Effective delegation requires structure and training. It is important that there is oversight of delegated tasks.

This means using “SMART” goals: Specific, Measurable, Attainable, Realistic, Timelines.

As an owner, it is important to be briefed regularly on the status of a particular portfolio. For instance, delegation of marketing in your practice should include a regularly updated budget and a yearly marketing plan with regular reviews at predetermined intervals.

There are task management applications that can assist in overseeing these delegated tasks; examples include and Trello.

Delegation of tasks can be divided among the entire team rather than residing as the responsibility of the office manager. For instance, one staffer can be in charge of outstanding accounts; another in charge of ordering supplies.

We utilize Slack to assign tasks that combine communication to both assignee and assignor until task competition. The management of outstanding tasks allows compartmentalization of these potential stresses and combats avoidance.

Cultivation of empowerment in each team member to be part of the solution is important to stress reductions and better office functioning.

The culture of not passing the buck or saying “that’s not my job” is crucial to a shared responsibility and accountability. This helps reduce the burden and decrease potential stress.

Leaders guide their businesses in a directional way. Avoiding micromanaging will reduce stress.

It is important to quickly address large issues but avoid managing each and every mistake. Resist the urge to point out every mistake as this can be demotivating and depressing while adding stress on both sides.

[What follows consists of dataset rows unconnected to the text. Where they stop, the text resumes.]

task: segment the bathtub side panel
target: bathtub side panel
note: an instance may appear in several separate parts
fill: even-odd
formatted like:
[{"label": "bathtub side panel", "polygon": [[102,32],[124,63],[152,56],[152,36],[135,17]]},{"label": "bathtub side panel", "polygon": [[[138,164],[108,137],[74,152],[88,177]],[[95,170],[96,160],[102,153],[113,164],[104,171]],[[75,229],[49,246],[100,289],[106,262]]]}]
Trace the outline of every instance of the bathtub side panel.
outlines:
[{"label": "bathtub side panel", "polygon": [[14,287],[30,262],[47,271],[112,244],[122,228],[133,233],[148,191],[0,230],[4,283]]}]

If something is particularly bothersome, ensure you are not actively frustrated and address the issue in private with the appropriate compassion and honesty. Collaborate on ways to improve with training and feedback. Getting buy-in is crucial.

Avoiding difficult conversations will only add to stress levels. It is better to act like the CEO of your optometric business. Guide the ship through small directional maneuvers rather than being stuck in reflexive reactions in day-to-day events.

Another way to help manage the myriad of responsibilities is to outsource to experts.

Companies offer marketing, human resources, accounting, and even optical dispensary management where experts take on the responsibility and reduce the owner’s stress load.

Don’t avoid the necessary time it takes to manage these areas properly. Use outsourced experts that are accountable for results and preset timelines.

I remember when I started my first clinic. I answered the phones, did the accounting, cleaned the office and helped in frame selection.

All of these duties are currently not my direct responsibility. It is important that you change as you grow.

Learning the business by doing it yourself is great if you’re capable, enjoy that aspect of business and have the time to do it.

As your business grows your management techniques need to adapt. With five clinics and a growing team, I know that I must adapt to actively manage stresses rather than avoid them.



Dr. Miranda is a partner in a multi-doctor, five-location practice on Vancouver Island.

He is a strong advocate for true Independent Optometry.

As a serial entrepreneur, Trevor is constantly testing different patient care and business models at his various locations. Many of these have turned out to be quite successful, to the point where many of his colleagues have adopted them into their own practices. His latest project is the Optometry Unleashed podcast.